Erythropoietin is a glycoprotein, composed of a 165-amino-acid polypeptide chain with three sialic-acid-containing carbohydrate side chains N-linked to asparagine, and one side-chain O-linked to serine. Although classified as a hematopoietic growth factor, erythropoietin acts as a hormone. Erythropoietin is primarily produced by dedicated peritubular cells in the renal cortex, although the liver is also capable of producing a small "maintenance" amount of erythropoietin. Recently, erythropoietin receptors and production have even been recognized in neural tissues; however, their role and function remain to be fully clarified.
Since the human spleen does not act as a storage organ, it cannot (as can spleens in canine and other species) release additional RBCs into the circulation in response to situations requiring a rapid increase in oxygen delivery. Sufficient erythropoietin is produced by the dedicated peritubular cells of the kidneys to maintain hemoglobin at levels of approximately 14 to 18 g/dL for an adult male, and 12 to 16 g/dL for an adult female. Tissue hypoxia triggers increased erythropoietin production when hemoglobin falls below 12 g/dL. Thus, the normal basal production of erythropoietin by the kidney is more than sufficient to keep hemoglobin levels well above this "trigger" point, allowing the body to compensate in acute or emergency situations when additional oxygen-carrying capacity is suddenly needed.
There is a wide variation in plasma erythropoietin levels between individuals, so an unequivocal increase in plasma erythropoietin in response to tissue hypoxia is not generally measurable until hemoglobin levels are < 10.5 g/dL. This increased erythropoietin production is achieved by up-regulation of the gene expressing erythropoietin, thus recruiting additional renal cells for production, and also through stimulation of hepatic cells already producing the factor at lower levels.
Once produced, erythropoietin acts on the erythroid progenitor cells in the bone marrow (as reviewed by Spivak). The earliest progenitor form that can be identified is the erythroid burst-forming unit (BFU-E). These units evolve into erythroid colony-forming units (CFU-E), and erythropoietin acts primarily on these cells by stimulating cell division and maturation and reducing apoptosis.

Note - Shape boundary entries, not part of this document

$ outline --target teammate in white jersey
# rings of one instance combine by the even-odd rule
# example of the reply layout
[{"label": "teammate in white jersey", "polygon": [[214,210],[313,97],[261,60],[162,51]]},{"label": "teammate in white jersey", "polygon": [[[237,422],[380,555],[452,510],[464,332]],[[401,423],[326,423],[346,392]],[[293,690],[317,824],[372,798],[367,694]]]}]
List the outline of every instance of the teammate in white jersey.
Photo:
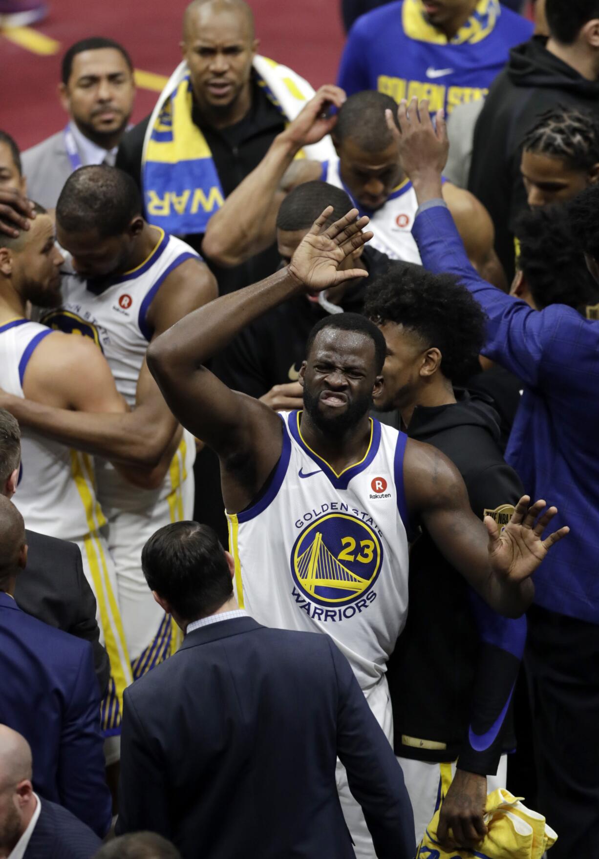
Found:
[{"label": "teammate in white jersey", "polygon": [[[420,264],[412,225],[418,204],[404,175],[399,146],[387,126],[385,110],[396,105],[375,91],[342,98],[336,117],[323,116],[330,102],[339,101],[338,88],[323,88],[299,116],[273,141],[258,167],[235,188],[211,218],[202,249],[221,265],[237,265],[269,247],[275,237],[278,208],[294,187],[321,180],[343,188],[361,214],[370,218],[372,246],[392,259]],[[341,91],[342,92],[342,91]],[[321,164],[294,160],[309,141],[331,131],[337,158]],[[443,195],[464,241],[470,261],[497,286],[505,279],[493,250],[494,230],[485,207],[467,191],[449,182]]]},{"label": "teammate in white jersey", "polygon": [[[327,632],[347,655],[390,738],[385,661],[407,608],[407,532],[422,521],[437,545],[497,611],[519,614],[549,547],[555,515],[524,497],[499,535],[470,509],[455,466],[435,448],[369,417],[386,347],[364,317],[319,323],[300,378],[304,408],[278,415],[229,390],[205,364],[260,314],[305,292],[352,277],[338,271],[371,233],[349,214],[316,220],[290,264],[260,283],[191,314],[150,347],[151,372],[184,426],[221,461],[237,599],[262,623]],[[338,787],[357,855],[372,843],[341,770]]]},{"label": "teammate in white jersey", "polygon": [[[118,420],[126,405],[99,350],[83,338],[53,332],[25,318],[28,302],[46,308],[60,302],[62,263],[54,225],[40,207],[28,232],[16,238],[0,235],[1,378],[13,395],[5,398],[5,405],[15,414],[18,408],[13,406],[29,397],[42,408],[109,412]],[[119,729],[123,691],[132,673],[114,564],[101,530],[106,520],[96,498],[91,458],[23,429],[15,503],[29,527],[72,540],[81,549],[110,659],[110,685],[102,701],[102,728],[109,736]]]},{"label": "teammate in white jersey", "polygon": [[[141,551],[162,525],[193,517],[195,460],[195,442],[189,433],[181,436],[148,372],[145,352],[153,337],[216,297],[216,282],[187,245],[146,223],[135,183],[114,168],[76,171],[60,195],[56,219],[58,242],[71,259],[63,302],[42,314],[41,321],[100,346],[134,411],[115,422],[111,415],[42,412],[22,403],[16,417],[96,454],[98,497],[108,521],[136,679],[179,642],[170,618],[148,593]],[[145,475],[137,470],[126,479],[112,465],[115,460],[150,467]]]}]

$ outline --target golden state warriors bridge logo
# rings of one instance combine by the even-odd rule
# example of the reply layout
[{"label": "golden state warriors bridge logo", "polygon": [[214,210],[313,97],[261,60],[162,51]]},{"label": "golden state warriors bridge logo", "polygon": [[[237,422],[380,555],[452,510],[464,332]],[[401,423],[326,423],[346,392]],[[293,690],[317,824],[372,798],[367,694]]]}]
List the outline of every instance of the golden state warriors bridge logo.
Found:
[{"label": "golden state warriors bridge logo", "polygon": [[[342,616],[352,616],[357,609],[361,611],[361,598],[362,607],[375,598],[371,588],[381,571],[382,545],[378,534],[365,522],[333,513],[302,532],[290,561],[294,582],[307,600],[331,609],[356,604],[351,613],[344,611],[339,615],[341,619]],[[294,588],[298,602],[301,594]],[[327,612],[328,614],[336,618],[338,612]]]}]

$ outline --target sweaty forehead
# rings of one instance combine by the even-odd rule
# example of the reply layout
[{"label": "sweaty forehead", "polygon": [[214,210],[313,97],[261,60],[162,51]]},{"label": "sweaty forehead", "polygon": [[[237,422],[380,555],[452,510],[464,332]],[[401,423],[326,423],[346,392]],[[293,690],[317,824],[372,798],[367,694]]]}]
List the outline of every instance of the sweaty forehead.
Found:
[{"label": "sweaty forehead", "polygon": [[183,38],[188,42],[251,42],[254,39],[252,14],[241,3],[201,3],[186,13],[183,21]]},{"label": "sweaty forehead", "polygon": [[342,328],[323,328],[316,334],[309,358],[342,364],[370,364],[374,361],[375,344],[368,334]]},{"label": "sweaty forehead", "polygon": [[540,181],[567,180],[572,174],[580,172],[558,155],[527,151],[522,154],[522,169],[528,178]]},{"label": "sweaty forehead", "polygon": [[339,158],[342,161],[350,161],[364,169],[381,170],[398,163],[399,151],[394,143],[389,143],[384,149],[371,150],[361,145],[358,141],[347,137],[341,145]]}]

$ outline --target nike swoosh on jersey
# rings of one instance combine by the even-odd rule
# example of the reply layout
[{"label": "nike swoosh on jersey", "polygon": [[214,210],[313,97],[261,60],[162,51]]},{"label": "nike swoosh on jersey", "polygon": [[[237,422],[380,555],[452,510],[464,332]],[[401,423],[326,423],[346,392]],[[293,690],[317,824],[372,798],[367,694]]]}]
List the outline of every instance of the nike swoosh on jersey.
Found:
[{"label": "nike swoosh on jersey", "polygon": [[320,468],[316,469],[315,472],[309,472],[308,474],[304,474],[301,468],[297,472],[298,477],[301,477],[301,478],[311,478],[313,474],[320,474],[320,473],[321,473],[321,469]]},{"label": "nike swoosh on jersey", "polygon": [[508,695],[508,699],[504,704],[504,709],[498,716],[495,722],[492,723],[488,731],[485,731],[484,734],[474,734],[472,729],[472,725],[468,727],[468,742],[474,748],[474,752],[485,752],[497,740],[497,735],[501,729],[501,726],[504,723],[504,719],[505,718],[505,714],[507,713],[507,709],[510,706],[510,702],[511,701],[512,692],[514,691],[514,687],[511,687],[511,691]]},{"label": "nike swoosh on jersey", "polygon": [[453,69],[433,69],[429,66],[425,74],[427,77],[436,78],[436,77],[444,77],[445,75],[450,75]]}]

Due to the potential for exponential increases in erythropoietin production and its exponential effect on bone marrow, the RBC production process must be tightly regulated to avoid large variations in red cell mass in a given individual over time.[20,21] Precise regulation does indeed seem to occur, as both hemoglobin and erythropoietin levels remain remarkably constant in a given individual, with fluctuations of erythropoietin primarily due to diurnal variation.
Between individuals, however, there may be wide variations in erythropoietin and hemoglobin levels, and therefore, the normal ranges for these parameters are large. The precise control of RBC production appears to be accomplished by rapid down-regulation of the erythropoietin gene, and by the fact that receptors for erythropoietin are seen only in late BFU-E and CFU-E.[23,24] In these cells, clonal expansion is much more limited than in early BFU-E, which are regulated in part by cytokines such as interleukin (IL)-3, granulocyte-macrophage colony-stimulating factor (GM-CSF, Leukine), and insulin-like growth factor 1 (IGF-1).[25,26] In patients with cancer, this efficient and conservative system for regulating RBC production can be substantially disturbed.